LCT was determined by a different observer (SK) using ONH scanning. Briefly, the entire ONH was scanned using a 6-mm line at 50-µm intervals (512 A-scans). In this study, a mean of 35 horizontal B-scans was produced in EDI mode for each patient. From these B-scans, three frames (center, mid-superior, and mid-inferior) that passed through the ONH were selected. LCT was defined as the distance between the anterior and posterior borders of the LC. The anterior and posterior borders of the LC were defined using a highly reflective structure below the optic cup. More detailed information is provided elsewhere [15].
The mean thickness of the peripapillary retinal nerve f iber layer (pRNFL) in each of the four quadrants (superior, inferior, nasal, and temporal) was provided by the manufacturer of the SD-OCT.

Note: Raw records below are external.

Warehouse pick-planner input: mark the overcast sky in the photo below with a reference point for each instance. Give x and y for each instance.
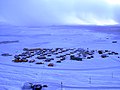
(50, 12)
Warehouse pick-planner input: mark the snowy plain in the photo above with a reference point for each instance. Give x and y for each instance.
(94, 74)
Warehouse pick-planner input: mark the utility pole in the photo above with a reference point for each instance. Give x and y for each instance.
(90, 80)
(61, 86)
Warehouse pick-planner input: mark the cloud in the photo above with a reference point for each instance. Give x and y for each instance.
(42, 12)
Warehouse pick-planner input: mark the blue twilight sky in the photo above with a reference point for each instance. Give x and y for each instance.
(42, 12)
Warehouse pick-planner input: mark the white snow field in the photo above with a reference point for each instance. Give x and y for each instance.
(93, 74)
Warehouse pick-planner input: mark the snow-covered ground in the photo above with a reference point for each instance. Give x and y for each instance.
(95, 74)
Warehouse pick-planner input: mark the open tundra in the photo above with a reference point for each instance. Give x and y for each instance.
(98, 73)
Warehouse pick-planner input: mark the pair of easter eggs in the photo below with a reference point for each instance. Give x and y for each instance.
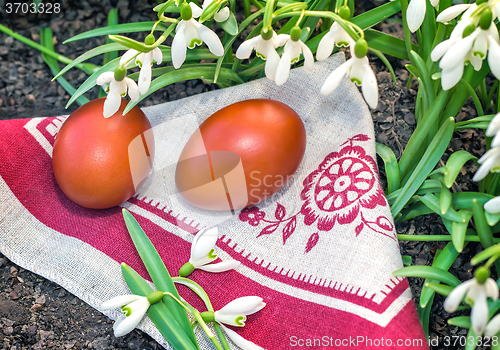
(240, 156)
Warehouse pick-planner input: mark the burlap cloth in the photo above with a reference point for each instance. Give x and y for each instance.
(321, 258)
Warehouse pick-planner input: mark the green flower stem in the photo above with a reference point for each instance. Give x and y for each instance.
(87, 67)
(438, 238)
(198, 318)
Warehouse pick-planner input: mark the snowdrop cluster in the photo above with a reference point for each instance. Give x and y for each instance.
(473, 39)
(278, 69)
(476, 292)
(235, 313)
(189, 33)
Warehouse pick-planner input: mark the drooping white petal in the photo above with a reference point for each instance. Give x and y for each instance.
(283, 70)
(272, 61)
(451, 12)
(179, 46)
(280, 39)
(193, 38)
(451, 77)
(203, 243)
(244, 305)
(308, 57)
(327, 42)
(246, 47)
(494, 126)
(493, 327)
(119, 301)
(197, 11)
(484, 169)
(479, 313)
(455, 297)
(225, 265)
(239, 340)
(441, 49)
(494, 57)
(133, 90)
(456, 53)
(113, 100)
(334, 79)
(105, 77)
(480, 46)
(493, 205)
(230, 319)
(145, 75)
(491, 288)
(369, 88)
(415, 14)
(127, 57)
(157, 56)
(212, 40)
(222, 15)
(129, 323)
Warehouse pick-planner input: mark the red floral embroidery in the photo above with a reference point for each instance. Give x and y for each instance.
(253, 215)
(343, 183)
(335, 193)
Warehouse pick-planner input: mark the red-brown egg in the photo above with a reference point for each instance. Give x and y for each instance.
(100, 162)
(241, 155)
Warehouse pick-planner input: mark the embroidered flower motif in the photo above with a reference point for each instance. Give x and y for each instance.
(203, 253)
(253, 215)
(343, 183)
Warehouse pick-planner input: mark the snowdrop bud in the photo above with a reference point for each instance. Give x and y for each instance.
(345, 13)
(482, 274)
(486, 19)
(154, 297)
(468, 30)
(208, 316)
(266, 33)
(295, 33)
(186, 269)
(186, 11)
(120, 73)
(361, 48)
(150, 39)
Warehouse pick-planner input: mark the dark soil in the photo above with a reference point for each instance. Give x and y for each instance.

ANOVA (post hoc analysis, Tukey's test) was performed to compare the baseline characteristics and SD-OCT measurements of the three groups. Correlations between putative factors and pCT were determined in the glaucoma and healthy groups using univariate and multivariate linear regression analyses. Factors demonstrating p-values less than 0.2 by univariate analysis were incorporated into the multivariate analysis. Statistical analyses were performed using SPSS ver. 19.0 for Windows (IBM Corp., Armonk, NY, USA).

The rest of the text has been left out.